И вот – звонок в дверь. Пришел человек, мужчина, и Геннадий Павлович как-то сразу испугался, потерял лицо, оттого только, что человек, едва войдя, прошагал в комнату и, оглядевшись, этак небрежно сел в кресло. Заговорил человек грубо, жестко. Спрос – дело нехитрое, тем более нетрудно вести себя по-хамски, если тот, к кому пришел, разбит длительной апатией, заторможен и настолько далек сейчас от дел, что уж заранее чувствует себя виноватым и получающим зарплату зря. Хамоватый мужчина ругал, а закончил просто:

– Вы поищите, поищите. Вы ведь потеряли.

– Где же я поищу?

– Да хоть в этой горе…

Хам еще и пнул ногой гору книг, каких-то бумаг и коробок из-под обуви, тоже почему-то оказавшихся посреди комнаты и украшавших общий вид (вид не столько сорный, сколько громоздкий). Он пнул ногой, затем перешагнул и прошел сам на кухню, налил себе стопку водки, выпил – затем, вернувшись и отстранив, почти оттолкнув вяло склонившегося над бумагами Геннадия Павловича, подступил к телефону.

Он позвонил, видимо, вышестоящему, а может быть, начальнику первого отдела.

– Нет, он не пьян, – сказал он, – но тут такой бардак, черт голову сломит. Завал книг. Что значит, в каком он состоянии? Я же не психиатр.
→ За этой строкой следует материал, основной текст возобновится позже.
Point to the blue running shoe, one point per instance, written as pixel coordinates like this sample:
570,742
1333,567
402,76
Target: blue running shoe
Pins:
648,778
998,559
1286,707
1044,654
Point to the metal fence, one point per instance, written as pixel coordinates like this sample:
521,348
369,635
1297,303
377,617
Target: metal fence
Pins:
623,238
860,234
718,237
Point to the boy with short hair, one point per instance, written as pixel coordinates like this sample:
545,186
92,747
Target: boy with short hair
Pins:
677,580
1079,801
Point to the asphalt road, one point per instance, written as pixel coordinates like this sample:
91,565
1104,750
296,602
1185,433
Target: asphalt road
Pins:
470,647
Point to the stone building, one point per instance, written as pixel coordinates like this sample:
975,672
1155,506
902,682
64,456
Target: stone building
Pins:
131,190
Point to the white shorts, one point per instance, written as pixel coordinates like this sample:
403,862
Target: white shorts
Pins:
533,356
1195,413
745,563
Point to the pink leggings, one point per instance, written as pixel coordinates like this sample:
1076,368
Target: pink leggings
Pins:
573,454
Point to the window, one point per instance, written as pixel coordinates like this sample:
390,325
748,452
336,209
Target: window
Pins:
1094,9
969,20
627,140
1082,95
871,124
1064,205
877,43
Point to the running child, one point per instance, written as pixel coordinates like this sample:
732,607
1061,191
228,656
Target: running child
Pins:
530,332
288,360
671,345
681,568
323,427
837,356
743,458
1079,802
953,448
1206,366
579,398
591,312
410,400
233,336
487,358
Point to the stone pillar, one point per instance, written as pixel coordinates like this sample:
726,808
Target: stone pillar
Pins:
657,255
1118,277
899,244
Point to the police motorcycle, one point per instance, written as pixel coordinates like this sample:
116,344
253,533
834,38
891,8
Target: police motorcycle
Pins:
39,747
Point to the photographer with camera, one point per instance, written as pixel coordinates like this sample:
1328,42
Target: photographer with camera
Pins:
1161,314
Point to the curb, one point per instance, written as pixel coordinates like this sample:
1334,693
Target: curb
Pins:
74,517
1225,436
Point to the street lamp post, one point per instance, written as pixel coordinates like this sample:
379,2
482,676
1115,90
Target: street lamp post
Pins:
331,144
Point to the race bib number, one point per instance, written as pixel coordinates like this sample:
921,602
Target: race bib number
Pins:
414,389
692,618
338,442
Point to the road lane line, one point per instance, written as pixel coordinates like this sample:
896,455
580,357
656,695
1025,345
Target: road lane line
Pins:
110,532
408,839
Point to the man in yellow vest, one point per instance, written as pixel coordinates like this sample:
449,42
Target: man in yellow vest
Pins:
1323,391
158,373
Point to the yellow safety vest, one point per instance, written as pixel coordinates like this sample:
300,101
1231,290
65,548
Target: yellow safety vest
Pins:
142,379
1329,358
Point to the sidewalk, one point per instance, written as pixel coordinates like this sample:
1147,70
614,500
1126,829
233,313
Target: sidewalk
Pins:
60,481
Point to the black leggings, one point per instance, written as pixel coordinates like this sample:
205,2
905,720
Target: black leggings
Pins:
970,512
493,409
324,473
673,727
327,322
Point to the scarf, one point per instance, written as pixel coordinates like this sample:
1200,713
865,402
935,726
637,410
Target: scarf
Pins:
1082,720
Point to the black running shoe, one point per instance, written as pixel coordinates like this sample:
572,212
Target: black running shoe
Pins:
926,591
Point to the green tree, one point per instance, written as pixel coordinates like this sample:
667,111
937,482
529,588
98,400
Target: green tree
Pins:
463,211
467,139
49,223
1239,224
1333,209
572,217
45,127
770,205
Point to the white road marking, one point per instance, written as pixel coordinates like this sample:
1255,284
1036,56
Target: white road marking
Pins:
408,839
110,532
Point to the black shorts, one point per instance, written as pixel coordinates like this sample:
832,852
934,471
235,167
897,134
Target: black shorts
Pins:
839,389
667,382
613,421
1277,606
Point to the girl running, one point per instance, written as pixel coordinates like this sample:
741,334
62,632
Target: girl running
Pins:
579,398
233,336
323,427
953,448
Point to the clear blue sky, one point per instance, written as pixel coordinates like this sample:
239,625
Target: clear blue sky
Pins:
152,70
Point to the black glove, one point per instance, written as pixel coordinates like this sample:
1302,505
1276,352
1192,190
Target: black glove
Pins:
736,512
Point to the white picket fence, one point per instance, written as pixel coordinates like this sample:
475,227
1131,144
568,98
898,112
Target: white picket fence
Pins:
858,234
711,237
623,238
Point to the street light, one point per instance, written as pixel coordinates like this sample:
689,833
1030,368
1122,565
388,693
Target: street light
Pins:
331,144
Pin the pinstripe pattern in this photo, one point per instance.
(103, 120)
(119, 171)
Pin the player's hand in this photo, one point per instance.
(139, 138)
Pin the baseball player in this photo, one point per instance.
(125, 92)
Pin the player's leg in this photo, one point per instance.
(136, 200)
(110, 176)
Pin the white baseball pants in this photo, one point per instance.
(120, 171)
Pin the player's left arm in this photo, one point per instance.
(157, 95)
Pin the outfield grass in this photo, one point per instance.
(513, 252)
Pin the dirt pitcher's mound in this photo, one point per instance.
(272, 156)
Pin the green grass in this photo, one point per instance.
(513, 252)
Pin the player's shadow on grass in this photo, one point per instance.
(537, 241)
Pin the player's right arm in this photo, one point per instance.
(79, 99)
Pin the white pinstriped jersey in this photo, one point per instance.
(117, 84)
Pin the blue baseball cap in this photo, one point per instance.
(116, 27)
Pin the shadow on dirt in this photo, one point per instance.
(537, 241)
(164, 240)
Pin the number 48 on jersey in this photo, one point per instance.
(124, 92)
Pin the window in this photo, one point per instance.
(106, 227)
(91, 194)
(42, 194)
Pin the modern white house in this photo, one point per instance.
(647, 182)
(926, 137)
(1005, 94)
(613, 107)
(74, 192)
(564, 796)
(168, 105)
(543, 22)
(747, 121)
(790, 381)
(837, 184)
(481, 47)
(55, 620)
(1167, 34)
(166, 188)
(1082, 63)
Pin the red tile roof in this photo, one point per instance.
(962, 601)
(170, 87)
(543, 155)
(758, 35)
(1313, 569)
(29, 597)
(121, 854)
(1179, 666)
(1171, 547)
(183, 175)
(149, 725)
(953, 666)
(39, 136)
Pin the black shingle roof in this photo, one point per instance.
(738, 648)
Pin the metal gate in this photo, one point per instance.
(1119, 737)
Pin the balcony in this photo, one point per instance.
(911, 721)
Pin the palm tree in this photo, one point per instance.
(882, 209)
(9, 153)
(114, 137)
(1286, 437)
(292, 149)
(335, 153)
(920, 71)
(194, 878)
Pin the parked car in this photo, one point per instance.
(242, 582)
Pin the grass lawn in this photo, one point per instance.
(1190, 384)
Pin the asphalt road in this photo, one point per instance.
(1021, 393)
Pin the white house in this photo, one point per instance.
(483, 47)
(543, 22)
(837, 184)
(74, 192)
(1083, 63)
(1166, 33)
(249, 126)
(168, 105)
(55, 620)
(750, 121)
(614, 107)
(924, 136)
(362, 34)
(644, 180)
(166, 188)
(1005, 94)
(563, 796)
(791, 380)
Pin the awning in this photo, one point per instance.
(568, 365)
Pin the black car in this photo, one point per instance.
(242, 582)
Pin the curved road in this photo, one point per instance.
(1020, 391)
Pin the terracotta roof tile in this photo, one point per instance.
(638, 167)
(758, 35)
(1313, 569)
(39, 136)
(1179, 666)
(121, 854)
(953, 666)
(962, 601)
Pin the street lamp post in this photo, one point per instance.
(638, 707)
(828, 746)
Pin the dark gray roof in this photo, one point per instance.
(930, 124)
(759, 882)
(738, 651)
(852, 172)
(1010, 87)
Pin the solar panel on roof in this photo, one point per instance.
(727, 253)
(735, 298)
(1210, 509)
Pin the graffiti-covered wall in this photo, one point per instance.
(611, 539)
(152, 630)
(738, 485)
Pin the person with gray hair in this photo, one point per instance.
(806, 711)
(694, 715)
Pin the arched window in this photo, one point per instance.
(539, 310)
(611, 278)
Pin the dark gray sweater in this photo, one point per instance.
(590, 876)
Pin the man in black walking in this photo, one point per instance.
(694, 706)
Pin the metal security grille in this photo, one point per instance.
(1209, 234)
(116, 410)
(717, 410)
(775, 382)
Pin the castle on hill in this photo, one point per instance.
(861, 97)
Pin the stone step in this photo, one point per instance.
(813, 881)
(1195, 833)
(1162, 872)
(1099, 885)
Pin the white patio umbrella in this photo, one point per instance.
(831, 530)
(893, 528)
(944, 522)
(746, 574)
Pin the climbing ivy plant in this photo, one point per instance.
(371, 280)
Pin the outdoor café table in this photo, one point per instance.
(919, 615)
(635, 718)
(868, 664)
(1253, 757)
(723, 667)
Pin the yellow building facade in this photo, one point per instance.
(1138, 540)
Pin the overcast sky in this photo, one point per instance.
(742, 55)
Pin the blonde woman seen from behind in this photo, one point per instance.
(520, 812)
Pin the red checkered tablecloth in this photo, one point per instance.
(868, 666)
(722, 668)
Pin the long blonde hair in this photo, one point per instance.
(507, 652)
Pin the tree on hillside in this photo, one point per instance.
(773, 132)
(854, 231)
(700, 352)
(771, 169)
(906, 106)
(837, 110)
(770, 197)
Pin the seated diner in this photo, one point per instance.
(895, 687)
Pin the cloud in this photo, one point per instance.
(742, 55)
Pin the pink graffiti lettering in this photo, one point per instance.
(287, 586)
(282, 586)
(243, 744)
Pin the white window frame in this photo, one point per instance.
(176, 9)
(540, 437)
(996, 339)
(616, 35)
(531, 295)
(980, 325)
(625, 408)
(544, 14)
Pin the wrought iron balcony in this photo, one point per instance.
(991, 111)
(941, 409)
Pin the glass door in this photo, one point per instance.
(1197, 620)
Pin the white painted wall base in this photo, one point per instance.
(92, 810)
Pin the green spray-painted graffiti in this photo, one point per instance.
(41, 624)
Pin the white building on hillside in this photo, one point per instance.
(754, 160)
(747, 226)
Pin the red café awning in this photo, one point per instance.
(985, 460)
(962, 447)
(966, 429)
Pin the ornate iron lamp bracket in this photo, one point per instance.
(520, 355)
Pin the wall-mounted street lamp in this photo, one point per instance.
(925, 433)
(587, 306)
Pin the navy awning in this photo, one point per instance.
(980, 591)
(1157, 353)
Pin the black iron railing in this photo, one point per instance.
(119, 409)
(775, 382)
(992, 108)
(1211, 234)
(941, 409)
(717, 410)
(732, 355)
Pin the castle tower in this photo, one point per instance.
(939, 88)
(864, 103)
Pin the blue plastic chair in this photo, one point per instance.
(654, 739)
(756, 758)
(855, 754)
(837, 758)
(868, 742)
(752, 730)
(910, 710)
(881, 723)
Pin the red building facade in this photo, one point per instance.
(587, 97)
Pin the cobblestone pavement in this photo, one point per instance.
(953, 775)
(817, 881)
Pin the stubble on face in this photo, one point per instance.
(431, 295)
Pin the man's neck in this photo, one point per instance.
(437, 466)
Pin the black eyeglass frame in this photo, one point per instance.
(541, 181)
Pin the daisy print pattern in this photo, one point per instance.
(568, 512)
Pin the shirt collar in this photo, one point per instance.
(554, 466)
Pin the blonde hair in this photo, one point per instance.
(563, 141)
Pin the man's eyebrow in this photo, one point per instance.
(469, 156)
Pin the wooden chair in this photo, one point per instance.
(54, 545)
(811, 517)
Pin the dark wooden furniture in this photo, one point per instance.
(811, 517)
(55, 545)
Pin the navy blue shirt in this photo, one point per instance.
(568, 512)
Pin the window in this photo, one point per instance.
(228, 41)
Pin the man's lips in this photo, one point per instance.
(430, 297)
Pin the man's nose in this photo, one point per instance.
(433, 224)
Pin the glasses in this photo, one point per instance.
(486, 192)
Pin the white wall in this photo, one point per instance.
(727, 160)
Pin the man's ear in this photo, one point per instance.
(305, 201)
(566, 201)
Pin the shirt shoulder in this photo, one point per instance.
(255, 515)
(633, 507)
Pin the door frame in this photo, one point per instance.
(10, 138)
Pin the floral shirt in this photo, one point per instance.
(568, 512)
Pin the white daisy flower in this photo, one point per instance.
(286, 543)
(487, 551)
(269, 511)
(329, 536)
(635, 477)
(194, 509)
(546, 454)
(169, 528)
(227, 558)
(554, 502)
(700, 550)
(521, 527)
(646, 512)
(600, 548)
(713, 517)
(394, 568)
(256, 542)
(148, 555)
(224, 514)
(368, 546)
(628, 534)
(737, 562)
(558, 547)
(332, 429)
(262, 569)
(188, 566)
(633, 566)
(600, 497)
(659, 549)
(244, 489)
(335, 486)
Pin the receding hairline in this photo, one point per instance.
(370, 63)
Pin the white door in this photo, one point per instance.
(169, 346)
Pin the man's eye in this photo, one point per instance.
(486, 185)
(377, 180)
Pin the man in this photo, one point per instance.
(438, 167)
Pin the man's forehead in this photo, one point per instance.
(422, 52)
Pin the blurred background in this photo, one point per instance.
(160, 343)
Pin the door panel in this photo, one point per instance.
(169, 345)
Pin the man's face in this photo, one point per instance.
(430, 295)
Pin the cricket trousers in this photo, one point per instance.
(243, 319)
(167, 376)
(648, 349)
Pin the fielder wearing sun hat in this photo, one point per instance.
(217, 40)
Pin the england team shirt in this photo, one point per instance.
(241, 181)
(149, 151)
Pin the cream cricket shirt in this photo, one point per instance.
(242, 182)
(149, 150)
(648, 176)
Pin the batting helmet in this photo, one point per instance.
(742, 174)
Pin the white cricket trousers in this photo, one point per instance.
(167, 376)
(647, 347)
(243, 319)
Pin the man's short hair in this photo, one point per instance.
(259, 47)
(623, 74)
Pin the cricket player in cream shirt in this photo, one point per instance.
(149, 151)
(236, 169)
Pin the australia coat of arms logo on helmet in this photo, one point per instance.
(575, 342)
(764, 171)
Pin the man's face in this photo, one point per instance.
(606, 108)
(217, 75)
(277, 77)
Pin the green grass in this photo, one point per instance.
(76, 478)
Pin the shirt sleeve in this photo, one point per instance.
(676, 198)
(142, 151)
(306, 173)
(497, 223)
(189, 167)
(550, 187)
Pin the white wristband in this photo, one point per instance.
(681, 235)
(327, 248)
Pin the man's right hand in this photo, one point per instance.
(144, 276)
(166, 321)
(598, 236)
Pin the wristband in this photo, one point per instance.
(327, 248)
Шут его знает, – скользнул он глазами по согнувшейся над бумагами фигуре Геннадия Павловича, – обычный он, но только пришибленный, дохлый…

Докладывая, он одновременно водил кистью руки – указывал Геннадию Павловичу:

– Вы все-таки ищите, ищите…

И вот мы – я и Геннадий Павлович, два взрослых человека, – лазали и искали: ползали на коленках по завалу книг и бумаг, у холостяка, разумеется, горы книг – хоть что-то в жизни, как сказал тот хам по телефону своему начальству, он докладывал, но он еще и рассуждал: холостяк, мол, без книг – это просто развалина или пьянь. Ползая, я время от времени извлекал бумагу – не эта ли?.. Как всякий ценитель, Геннадий Павлович, прикупая книги, с удовольствием перебирал их все вместе, раскладывал, рассматривал, читал, но так случилось, что апатия в этот раз застигла его не только посреди отчета, но и посреди перебирания книг. Так что в комнате были и гора книг, и гора отчетных бумаг.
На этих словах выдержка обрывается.